OSCAR WİLDE

Oscar Wilde, İrlanda’nın tanınmış göz cerrahlarından biri olan Sir William Wilde ve başarılı bir yazar, genç İrlandalı devrimcilere örnek bir şair olan Jane Francesca Wilde’ın ikinci çocuğu olarak Dublin’de dünyaya gelmiştir. Babası 1864’te tıp bilimine hizmetleri sebebiyle şövalye unvanı almıştır. Haziran 1855’te aile lüks bir bölgeye taşınmıştır. Wilde’ın kardeşi Isola burada doğdu. Jane Wilde burada cumartesi akşamları Sheridan le Fanu, Samuel Lever, George Petrie, Isaac Butt ve Samuel Ferguson gibi isimleri davet ettiği partiler düzenlemiştir. Wilde 9 yaşına kadar evde eğitim gördükten sonra Portora Kraliyet Okulu’na kaydolmuştur. Yazları aileyle geçiren Wilde kardeşler George Moore’la da oyunlar oynarmış. Portora’dan mezun olduktan sonra Dublin’deki Trinity Kolejinde 1871’den 1874’e kadar eğitim görmüştür. Sıra dışı bir öğrenciydi, Trinity öğrencileri için en büyük ödül olan Berkeley altın madalyasını, ve aynı zamanda Oxford Üniversitesi Magdalen Koleji’nden bir burs kazanmıştır. Burada 1874’ten 1878’e kadar eğitimine devam etmiş ve en önemli ilkelerinden biri hayatı sanata yaklaştırmak olan estetik akımının bir parçası olmuştur. Magdalen’deyken 1878 Newdigate Ödülü’nü Ravenna şiiriyle kazanmıştır. Bu şiiri Encaenia’da okuyup kaybetmiş, ancak ödülü daha sonra Tarihsel Eleştirinin Yükselişi makalesiyle almıştır. Hapis hayatı Wilde’a hiç yaramamış ve hayatının kalan üç yılını beş parasız bir halde geçirmiştir. Yine de hızlı bir biçimde eski zevklerine geri dönmüştür. Reading Zindanı Baladı bu yıllarda yayımlanmıştır.

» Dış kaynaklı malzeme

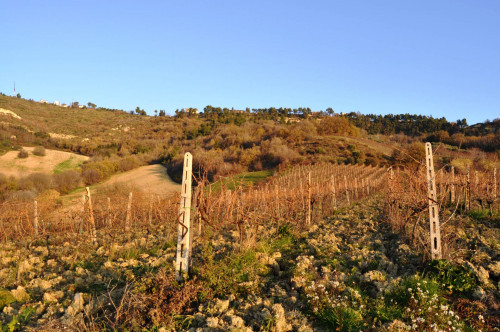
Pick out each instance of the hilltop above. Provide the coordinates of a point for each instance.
(225, 142)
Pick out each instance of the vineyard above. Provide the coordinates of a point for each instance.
(271, 256)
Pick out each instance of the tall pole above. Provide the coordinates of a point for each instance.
(433, 206)
(184, 228)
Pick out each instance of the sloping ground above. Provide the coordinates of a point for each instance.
(8, 112)
(10, 164)
(349, 272)
(385, 149)
(151, 179)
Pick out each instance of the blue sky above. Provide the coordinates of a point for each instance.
(439, 58)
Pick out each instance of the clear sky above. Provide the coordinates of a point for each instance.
(439, 57)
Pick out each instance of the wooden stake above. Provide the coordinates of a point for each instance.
(91, 217)
(495, 183)
(150, 214)
(346, 190)
(308, 217)
(467, 191)
(452, 192)
(184, 228)
(129, 212)
(35, 219)
(334, 195)
(433, 205)
(109, 212)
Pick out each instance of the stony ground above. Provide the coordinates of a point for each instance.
(349, 272)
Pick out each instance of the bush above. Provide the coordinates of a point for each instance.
(22, 154)
(91, 176)
(39, 151)
(66, 181)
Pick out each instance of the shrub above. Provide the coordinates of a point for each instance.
(66, 181)
(39, 151)
(91, 176)
(129, 163)
(36, 181)
(22, 154)
(454, 277)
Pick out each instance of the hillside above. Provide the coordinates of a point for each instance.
(52, 161)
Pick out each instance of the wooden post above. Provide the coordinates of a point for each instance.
(334, 195)
(129, 212)
(150, 213)
(433, 205)
(91, 217)
(35, 219)
(109, 212)
(495, 183)
(184, 228)
(452, 189)
(346, 190)
(308, 217)
(391, 180)
(467, 192)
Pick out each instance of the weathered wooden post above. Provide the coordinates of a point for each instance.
(452, 189)
(184, 238)
(433, 205)
(308, 217)
(129, 212)
(108, 220)
(467, 191)
(93, 231)
(346, 190)
(334, 194)
(35, 220)
(150, 212)
(495, 183)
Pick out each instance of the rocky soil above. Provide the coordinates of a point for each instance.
(347, 272)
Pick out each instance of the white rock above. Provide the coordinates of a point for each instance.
(20, 294)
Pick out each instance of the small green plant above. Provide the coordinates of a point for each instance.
(22, 154)
(6, 298)
(39, 151)
(456, 278)
(225, 276)
(19, 320)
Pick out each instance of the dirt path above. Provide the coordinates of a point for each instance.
(10, 164)
(150, 179)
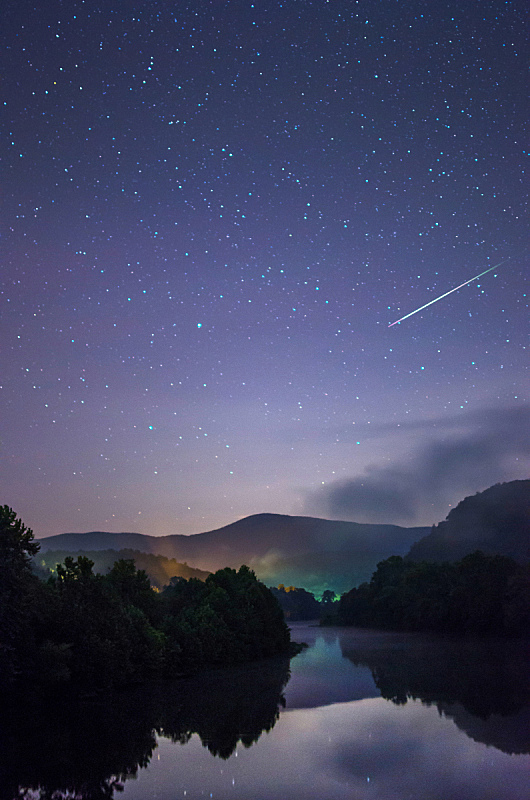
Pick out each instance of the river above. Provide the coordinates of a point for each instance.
(358, 715)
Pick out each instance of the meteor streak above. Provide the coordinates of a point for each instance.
(449, 292)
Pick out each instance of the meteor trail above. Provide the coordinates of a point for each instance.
(449, 292)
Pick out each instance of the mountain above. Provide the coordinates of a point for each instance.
(496, 521)
(159, 568)
(305, 551)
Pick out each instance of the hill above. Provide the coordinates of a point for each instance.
(496, 521)
(306, 551)
(159, 568)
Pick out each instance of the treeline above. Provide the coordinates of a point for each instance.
(298, 604)
(94, 631)
(160, 570)
(480, 594)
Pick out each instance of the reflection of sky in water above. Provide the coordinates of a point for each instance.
(332, 744)
(368, 750)
(321, 675)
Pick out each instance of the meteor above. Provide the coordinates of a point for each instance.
(449, 292)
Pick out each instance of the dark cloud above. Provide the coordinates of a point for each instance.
(482, 451)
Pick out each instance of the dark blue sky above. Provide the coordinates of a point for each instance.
(211, 214)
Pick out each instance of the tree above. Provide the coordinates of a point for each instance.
(17, 583)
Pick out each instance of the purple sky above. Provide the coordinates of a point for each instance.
(211, 214)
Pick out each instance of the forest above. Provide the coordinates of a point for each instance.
(479, 595)
(96, 632)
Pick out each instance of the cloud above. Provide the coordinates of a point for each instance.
(477, 453)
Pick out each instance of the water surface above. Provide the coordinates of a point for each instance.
(360, 715)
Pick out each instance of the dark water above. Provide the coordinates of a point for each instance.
(357, 715)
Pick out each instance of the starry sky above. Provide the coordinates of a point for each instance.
(211, 214)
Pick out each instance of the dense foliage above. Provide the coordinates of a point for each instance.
(159, 569)
(93, 631)
(481, 594)
(297, 604)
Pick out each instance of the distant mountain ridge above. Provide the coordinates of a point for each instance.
(317, 553)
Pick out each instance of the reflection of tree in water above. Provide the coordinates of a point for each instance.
(235, 707)
(481, 684)
(85, 750)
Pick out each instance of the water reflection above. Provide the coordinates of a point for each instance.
(86, 750)
(482, 685)
(364, 714)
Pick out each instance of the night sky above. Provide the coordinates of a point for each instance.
(212, 212)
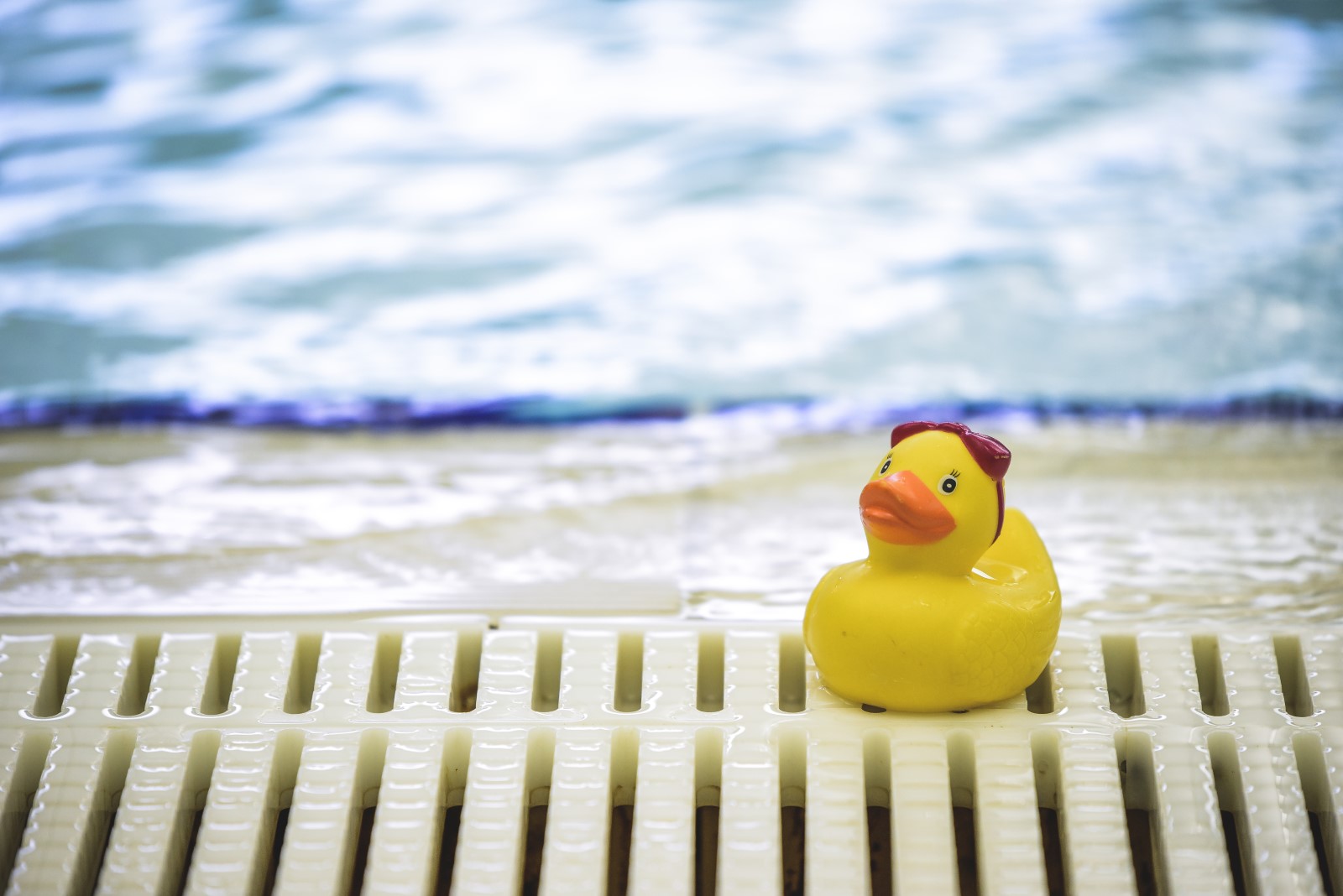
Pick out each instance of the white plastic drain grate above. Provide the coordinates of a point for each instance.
(384, 757)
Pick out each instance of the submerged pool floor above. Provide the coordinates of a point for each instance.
(711, 518)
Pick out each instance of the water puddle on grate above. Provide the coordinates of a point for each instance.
(371, 757)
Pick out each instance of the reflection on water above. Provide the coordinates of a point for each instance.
(719, 517)
(288, 199)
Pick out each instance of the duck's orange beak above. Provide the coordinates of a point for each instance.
(900, 510)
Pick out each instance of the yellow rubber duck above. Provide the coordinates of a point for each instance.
(957, 604)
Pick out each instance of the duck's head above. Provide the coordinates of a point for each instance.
(935, 499)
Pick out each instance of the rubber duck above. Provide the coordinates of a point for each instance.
(957, 604)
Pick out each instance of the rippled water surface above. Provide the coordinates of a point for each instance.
(700, 201)
(718, 517)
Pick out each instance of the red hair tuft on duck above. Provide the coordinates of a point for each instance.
(990, 454)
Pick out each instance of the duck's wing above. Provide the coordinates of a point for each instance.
(1011, 636)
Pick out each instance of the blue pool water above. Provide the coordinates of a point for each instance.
(668, 203)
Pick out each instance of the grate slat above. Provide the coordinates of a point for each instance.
(1323, 656)
(24, 664)
(1011, 857)
(344, 674)
(508, 675)
(180, 674)
(1170, 678)
(322, 817)
(577, 824)
(407, 826)
(924, 842)
(100, 672)
(425, 678)
(261, 679)
(1251, 669)
(233, 846)
(489, 851)
(71, 809)
(1092, 815)
(671, 672)
(588, 672)
(1080, 679)
(662, 840)
(1279, 826)
(837, 819)
(152, 805)
(1188, 815)
(750, 856)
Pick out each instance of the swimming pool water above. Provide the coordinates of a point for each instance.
(669, 201)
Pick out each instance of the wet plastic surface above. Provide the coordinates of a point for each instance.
(1157, 734)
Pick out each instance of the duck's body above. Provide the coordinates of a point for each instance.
(931, 620)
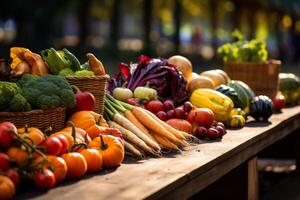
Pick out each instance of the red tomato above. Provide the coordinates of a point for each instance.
(155, 106)
(7, 188)
(201, 116)
(64, 142)
(4, 162)
(6, 134)
(84, 101)
(279, 102)
(53, 146)
(44, 180)
(14, 176)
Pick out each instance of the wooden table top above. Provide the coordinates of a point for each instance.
(178, 175)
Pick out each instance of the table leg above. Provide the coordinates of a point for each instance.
(253, 179)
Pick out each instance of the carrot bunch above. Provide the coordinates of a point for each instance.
(142, 131)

Son yıllarını geçirdiği Hotel d’Alsace’ta, daha önce hiç yapmadığı kadar cüretkar şeyler yaptığı söylenmiştir. Wilde, 30 Kasım 1900’de menenjitten ölmüştür. Ölmeden hemen önce rahip Cuthbert tarafından Katolikliğe tekrar kabul edilmiştir. Ölürken otel sahibi ve papaz yanındayken ünlü “Ya duvar kağıdı gider, ya ben.” sözünü söylemiştir. Vefatının ardından Cimetiere de Bagneur mezarlığına gömülmüş olsa da, daha sonra yine Paris’teki ünlü Pere Lachaise’e taşınmış ve Sir Jacob Epstein tarafından tasarlanan ve üzerinde erkek melekler olan mezar taşının altına gömülmüştür. Mezarı bugün bile hayranlarının öpücük izleriyle kaplıdır.